Like the nearly-imperceptible differences one might accommodate in the lumbo-sacral + sacro-iliac neighborhoods while in a movement practice like yoga, or whilst deadlifting … Little changes can be a HUGE, game-changing, back-pain-or-no-back-pain, difference.
But back to subtlety.
From one point of view—in this case, a range of motion point of view—that a little shift is a subtle shift is absolutely true.
From another point of view that little shift is as obvious as the rising sun after a dark night.
If you were watching two violinists perform the same piece, you would see their fingers doing pretty much — if not to your eyes *exactly* — the same thing.
And yet, one player could be, very obviously to you, on key … while the other is quite off. All this while their respective “alignment,” only in quotes here to highlight the movement/fitness world parallels, were pretty much identical.
And this would be obvious to you, this on and off key-ness, and to almost anyone who’s not tone-deaf.

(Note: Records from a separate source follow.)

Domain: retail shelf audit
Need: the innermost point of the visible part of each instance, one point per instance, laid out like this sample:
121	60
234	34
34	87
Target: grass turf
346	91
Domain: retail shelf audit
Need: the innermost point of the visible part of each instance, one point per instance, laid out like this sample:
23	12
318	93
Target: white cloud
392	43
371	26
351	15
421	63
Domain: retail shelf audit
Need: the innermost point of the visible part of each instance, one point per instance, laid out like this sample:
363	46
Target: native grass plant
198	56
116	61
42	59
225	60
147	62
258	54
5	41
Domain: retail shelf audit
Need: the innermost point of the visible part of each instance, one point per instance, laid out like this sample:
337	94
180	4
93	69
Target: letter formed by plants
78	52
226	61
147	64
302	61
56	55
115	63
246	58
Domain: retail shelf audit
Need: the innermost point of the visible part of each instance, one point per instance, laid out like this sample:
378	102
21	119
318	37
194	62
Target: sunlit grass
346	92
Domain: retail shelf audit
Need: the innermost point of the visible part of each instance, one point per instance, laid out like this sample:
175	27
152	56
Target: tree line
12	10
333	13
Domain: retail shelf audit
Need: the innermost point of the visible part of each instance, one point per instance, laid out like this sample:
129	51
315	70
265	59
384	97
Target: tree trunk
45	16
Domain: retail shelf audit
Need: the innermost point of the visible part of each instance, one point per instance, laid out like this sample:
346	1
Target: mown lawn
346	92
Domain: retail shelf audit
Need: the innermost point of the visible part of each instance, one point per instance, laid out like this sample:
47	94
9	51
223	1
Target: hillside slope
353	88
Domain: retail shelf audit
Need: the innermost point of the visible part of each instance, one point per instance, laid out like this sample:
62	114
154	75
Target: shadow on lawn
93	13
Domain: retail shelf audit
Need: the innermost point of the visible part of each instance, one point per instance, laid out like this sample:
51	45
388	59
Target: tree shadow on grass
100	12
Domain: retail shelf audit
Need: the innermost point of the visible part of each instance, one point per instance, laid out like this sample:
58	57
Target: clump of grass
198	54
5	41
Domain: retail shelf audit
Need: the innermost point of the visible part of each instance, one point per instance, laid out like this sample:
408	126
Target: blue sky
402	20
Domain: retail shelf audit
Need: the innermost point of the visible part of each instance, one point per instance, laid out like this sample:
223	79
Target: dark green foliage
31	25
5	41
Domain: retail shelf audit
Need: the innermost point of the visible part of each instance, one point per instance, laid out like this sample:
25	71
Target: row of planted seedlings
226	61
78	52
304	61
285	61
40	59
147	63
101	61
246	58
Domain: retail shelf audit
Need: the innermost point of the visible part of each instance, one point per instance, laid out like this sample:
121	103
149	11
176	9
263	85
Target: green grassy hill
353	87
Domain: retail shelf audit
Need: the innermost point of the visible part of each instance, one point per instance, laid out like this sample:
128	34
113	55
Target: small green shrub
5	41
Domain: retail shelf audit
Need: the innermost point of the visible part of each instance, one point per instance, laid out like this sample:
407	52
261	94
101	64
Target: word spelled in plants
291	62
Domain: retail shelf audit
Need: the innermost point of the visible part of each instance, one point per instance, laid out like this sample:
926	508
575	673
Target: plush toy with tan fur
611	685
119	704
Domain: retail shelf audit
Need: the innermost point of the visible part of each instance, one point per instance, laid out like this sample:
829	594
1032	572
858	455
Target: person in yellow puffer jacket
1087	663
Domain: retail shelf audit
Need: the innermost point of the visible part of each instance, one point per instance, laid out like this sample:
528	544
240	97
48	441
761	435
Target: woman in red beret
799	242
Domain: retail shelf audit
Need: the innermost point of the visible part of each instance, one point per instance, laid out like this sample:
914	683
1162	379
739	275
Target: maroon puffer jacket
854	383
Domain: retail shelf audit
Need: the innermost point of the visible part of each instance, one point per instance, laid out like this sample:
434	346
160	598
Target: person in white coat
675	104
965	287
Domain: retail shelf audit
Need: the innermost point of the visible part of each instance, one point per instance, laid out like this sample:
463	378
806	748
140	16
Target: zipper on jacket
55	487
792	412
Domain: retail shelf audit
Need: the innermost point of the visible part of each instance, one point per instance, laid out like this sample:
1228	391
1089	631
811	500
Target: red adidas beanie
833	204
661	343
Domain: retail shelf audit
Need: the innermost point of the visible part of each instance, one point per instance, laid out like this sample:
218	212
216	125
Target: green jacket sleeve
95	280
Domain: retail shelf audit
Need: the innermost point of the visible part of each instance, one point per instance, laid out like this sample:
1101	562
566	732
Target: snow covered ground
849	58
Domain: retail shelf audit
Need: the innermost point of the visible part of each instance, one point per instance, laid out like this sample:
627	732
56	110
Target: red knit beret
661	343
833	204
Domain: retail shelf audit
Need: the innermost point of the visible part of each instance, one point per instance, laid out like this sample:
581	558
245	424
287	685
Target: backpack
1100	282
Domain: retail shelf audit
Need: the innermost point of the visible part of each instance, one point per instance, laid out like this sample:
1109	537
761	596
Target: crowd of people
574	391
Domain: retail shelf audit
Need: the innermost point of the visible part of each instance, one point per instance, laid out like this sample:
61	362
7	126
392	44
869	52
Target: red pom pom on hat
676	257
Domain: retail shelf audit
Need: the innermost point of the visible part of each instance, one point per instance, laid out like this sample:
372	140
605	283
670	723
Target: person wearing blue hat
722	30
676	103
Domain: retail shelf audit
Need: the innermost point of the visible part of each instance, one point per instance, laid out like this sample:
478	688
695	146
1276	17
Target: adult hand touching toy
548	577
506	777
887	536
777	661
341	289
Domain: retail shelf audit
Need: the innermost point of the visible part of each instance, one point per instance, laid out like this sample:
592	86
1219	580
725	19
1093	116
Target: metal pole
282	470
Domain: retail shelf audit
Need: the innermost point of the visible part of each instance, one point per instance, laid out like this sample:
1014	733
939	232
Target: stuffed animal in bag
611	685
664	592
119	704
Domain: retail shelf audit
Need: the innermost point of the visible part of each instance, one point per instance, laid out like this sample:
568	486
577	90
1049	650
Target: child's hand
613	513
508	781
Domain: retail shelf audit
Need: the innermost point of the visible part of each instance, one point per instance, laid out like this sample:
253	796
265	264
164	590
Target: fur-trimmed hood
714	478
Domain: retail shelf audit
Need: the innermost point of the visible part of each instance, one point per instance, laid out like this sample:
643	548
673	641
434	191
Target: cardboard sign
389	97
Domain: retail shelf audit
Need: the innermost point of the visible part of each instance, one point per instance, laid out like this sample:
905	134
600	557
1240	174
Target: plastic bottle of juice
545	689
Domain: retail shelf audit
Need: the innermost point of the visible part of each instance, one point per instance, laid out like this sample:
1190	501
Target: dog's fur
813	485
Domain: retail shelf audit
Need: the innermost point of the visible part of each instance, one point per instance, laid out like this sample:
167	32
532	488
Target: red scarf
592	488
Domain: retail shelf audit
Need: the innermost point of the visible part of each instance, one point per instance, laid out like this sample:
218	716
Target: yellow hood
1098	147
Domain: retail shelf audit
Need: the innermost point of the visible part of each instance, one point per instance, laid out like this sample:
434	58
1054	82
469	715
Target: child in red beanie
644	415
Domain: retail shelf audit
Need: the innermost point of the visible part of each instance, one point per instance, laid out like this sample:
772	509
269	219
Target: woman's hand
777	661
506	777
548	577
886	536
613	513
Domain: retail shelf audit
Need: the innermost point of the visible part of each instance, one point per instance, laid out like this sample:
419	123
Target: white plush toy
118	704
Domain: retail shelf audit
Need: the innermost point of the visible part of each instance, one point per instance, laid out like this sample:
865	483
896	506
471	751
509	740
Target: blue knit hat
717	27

Back to movement, and the body, and how we teach and share information.
The description of “subtle” can be a wonderful and really accurate pointer, that says something to the effect of “you’re going to listen for a voice you likely haven’t fully heard yet.”
But don’t, in your own heart and mind, stop there. It’s not subtle. It’s the smell, the sound, the feeling: the other, non-visual, senses.